You’re probably thinking that we are entirely mad and you’d be right but bizarrely none of this seems to bother Jerry and I that much.  We have found home.  The girls are blissfully happy.  I watch them building dens in the new garden, making houses for faerie queens, climbing trees, taking turns in the wheelbarrow chariot and I feel so blessed that we have been able to make this happen for them.  It will take more than a lot of our blood (I’ve already been attacked by brambles just trying to free the windows that were stuck fast), sweat and tears to get the house working again and we’ll have to do much of it ourselves but it is all worth it when I see Poppy and Primrose enjoying their new surroundings.  As for the Monty and Dora, the cats and hens?  Well they have died and gone to heaven.  Not literally of course.  It’s all new to them too.  None of them have ever known such space from just outside the back door.

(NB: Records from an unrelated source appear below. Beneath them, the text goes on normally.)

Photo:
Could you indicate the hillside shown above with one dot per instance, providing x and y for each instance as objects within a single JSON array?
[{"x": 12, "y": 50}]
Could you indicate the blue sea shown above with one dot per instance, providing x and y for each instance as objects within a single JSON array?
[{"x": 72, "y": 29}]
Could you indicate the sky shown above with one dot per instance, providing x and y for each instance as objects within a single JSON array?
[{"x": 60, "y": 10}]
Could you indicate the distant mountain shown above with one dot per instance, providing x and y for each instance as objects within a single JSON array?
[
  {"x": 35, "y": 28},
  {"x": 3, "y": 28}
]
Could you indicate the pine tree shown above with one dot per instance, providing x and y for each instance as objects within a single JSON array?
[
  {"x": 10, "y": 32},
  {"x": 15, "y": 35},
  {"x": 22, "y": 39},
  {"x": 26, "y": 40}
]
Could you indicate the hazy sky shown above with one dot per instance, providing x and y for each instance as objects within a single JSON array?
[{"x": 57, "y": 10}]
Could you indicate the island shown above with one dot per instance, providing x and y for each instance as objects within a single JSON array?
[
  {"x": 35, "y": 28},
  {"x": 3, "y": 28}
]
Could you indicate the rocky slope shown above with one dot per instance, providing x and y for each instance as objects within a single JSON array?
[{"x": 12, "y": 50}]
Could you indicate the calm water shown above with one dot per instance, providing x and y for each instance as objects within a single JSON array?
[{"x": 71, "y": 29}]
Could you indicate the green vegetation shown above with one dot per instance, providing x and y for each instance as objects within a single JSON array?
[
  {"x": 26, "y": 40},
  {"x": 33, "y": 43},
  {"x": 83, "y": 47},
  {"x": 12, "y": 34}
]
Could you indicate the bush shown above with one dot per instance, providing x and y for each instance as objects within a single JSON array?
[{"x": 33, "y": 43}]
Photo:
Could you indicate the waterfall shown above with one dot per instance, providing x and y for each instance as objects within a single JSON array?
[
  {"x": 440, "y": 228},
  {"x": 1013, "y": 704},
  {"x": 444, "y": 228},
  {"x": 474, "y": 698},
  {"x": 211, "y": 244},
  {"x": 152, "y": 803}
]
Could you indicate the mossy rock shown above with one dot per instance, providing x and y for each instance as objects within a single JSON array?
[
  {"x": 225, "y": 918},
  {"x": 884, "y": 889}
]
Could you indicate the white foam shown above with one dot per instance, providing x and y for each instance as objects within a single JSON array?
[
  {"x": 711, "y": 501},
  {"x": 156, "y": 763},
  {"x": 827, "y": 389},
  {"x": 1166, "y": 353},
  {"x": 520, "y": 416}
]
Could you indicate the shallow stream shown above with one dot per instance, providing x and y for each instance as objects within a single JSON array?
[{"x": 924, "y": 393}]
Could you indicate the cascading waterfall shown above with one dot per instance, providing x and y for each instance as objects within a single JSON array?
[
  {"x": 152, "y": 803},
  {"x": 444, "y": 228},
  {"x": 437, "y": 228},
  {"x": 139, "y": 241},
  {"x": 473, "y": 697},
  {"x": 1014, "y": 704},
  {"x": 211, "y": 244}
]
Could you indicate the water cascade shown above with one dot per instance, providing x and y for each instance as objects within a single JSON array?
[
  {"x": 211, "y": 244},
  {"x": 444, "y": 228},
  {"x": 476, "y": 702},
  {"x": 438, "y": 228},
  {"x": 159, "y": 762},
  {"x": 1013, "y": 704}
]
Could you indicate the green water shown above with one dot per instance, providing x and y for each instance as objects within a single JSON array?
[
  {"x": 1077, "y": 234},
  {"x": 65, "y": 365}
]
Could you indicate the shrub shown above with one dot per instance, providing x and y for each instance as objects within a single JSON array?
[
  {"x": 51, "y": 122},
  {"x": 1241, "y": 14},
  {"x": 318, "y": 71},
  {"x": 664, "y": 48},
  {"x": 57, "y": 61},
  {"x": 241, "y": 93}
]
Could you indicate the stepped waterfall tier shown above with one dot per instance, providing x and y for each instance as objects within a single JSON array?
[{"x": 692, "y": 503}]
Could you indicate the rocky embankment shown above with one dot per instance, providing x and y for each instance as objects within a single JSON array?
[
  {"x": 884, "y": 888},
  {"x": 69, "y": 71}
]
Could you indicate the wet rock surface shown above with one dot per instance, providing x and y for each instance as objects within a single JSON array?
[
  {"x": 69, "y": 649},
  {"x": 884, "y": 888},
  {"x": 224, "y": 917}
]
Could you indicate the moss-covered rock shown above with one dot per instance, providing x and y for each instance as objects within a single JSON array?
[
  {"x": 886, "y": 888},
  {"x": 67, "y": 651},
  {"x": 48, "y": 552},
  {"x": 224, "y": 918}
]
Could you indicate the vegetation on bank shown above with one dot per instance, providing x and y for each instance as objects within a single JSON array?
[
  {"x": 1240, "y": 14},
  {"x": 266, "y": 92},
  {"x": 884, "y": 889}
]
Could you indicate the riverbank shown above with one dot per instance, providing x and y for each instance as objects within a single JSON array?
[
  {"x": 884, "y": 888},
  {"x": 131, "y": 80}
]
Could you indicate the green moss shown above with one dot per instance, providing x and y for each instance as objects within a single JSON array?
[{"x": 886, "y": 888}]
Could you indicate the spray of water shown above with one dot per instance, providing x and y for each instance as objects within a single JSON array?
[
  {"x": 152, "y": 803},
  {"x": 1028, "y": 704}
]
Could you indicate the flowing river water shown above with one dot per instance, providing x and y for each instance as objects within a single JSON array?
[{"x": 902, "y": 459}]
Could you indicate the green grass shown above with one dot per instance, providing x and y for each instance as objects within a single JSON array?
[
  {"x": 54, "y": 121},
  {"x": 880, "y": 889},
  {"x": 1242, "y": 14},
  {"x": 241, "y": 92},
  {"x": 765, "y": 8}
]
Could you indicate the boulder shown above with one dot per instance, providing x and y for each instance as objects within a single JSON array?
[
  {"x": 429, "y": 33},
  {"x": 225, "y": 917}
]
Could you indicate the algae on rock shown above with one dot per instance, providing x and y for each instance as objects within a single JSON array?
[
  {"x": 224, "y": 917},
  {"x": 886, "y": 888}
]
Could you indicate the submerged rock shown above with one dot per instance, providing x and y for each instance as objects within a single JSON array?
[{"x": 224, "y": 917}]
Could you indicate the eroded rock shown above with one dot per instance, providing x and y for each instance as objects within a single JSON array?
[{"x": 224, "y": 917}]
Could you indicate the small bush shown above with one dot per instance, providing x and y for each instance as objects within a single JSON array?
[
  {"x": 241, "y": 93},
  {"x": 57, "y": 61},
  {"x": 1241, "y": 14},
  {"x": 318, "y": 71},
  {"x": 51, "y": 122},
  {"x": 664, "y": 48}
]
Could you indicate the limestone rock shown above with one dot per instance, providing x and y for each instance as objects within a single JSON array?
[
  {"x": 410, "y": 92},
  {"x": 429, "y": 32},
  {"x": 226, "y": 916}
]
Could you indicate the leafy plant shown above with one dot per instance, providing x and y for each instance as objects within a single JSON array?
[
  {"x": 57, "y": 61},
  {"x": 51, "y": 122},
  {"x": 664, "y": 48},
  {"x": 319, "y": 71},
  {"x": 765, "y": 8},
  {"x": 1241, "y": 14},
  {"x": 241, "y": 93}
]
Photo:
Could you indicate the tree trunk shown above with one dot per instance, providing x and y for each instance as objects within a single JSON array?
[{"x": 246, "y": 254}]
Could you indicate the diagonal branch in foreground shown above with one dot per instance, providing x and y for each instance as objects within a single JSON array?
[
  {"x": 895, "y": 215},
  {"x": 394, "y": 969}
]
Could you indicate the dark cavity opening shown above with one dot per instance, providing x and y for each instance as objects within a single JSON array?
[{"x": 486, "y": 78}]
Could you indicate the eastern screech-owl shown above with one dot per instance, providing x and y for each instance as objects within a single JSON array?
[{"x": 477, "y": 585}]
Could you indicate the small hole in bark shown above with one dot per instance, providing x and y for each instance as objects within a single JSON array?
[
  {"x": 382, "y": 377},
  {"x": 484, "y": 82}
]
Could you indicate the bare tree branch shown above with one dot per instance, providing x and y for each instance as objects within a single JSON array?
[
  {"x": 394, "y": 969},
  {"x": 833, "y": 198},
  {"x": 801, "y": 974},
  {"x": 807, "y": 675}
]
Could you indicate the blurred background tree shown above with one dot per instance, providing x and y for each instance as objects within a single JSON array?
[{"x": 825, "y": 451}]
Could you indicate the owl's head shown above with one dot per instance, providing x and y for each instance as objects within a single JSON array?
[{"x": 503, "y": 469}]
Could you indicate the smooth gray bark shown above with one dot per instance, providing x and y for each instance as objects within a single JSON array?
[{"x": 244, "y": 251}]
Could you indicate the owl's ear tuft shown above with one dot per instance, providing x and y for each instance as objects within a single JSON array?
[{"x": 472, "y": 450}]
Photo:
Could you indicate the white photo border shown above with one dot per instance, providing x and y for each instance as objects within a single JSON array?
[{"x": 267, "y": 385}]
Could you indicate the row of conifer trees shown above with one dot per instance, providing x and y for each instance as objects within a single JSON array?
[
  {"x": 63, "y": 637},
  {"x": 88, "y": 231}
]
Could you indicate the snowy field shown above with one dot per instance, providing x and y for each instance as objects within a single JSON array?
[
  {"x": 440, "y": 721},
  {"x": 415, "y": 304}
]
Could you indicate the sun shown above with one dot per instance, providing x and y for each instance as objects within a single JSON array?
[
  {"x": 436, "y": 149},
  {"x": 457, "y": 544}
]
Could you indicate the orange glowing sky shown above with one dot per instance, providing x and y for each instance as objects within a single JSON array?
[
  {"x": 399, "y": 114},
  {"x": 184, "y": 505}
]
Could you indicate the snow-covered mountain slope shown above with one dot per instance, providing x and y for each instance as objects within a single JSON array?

To be honest, I know it sounds awfully twee but we simply couldn’t be happier, dear Reader.  So you’ll have to forgive me for taking so long to pen this post but I’ve been waylaid by my new surroundings.  Each time we uncover something new from under thick layers of dust, peeling wallpaper or overgrown shrubbery, I feel the same way I felt when I walked into our new hallway for the first time and I just can’t stop pinching myself.  Lucky, just doesn’t even cover it.

So it’s time for a new chapter for Margot and Jerry.  Time to really turn our hands to the good life with all this lovely land we’ve now acquired.  I hope you’ll follow us as we attempt to graduate from haphazard bumpkins to full scale smallholders. Well, that’s the plan, at any rate, dear Reader….  Wish us luck!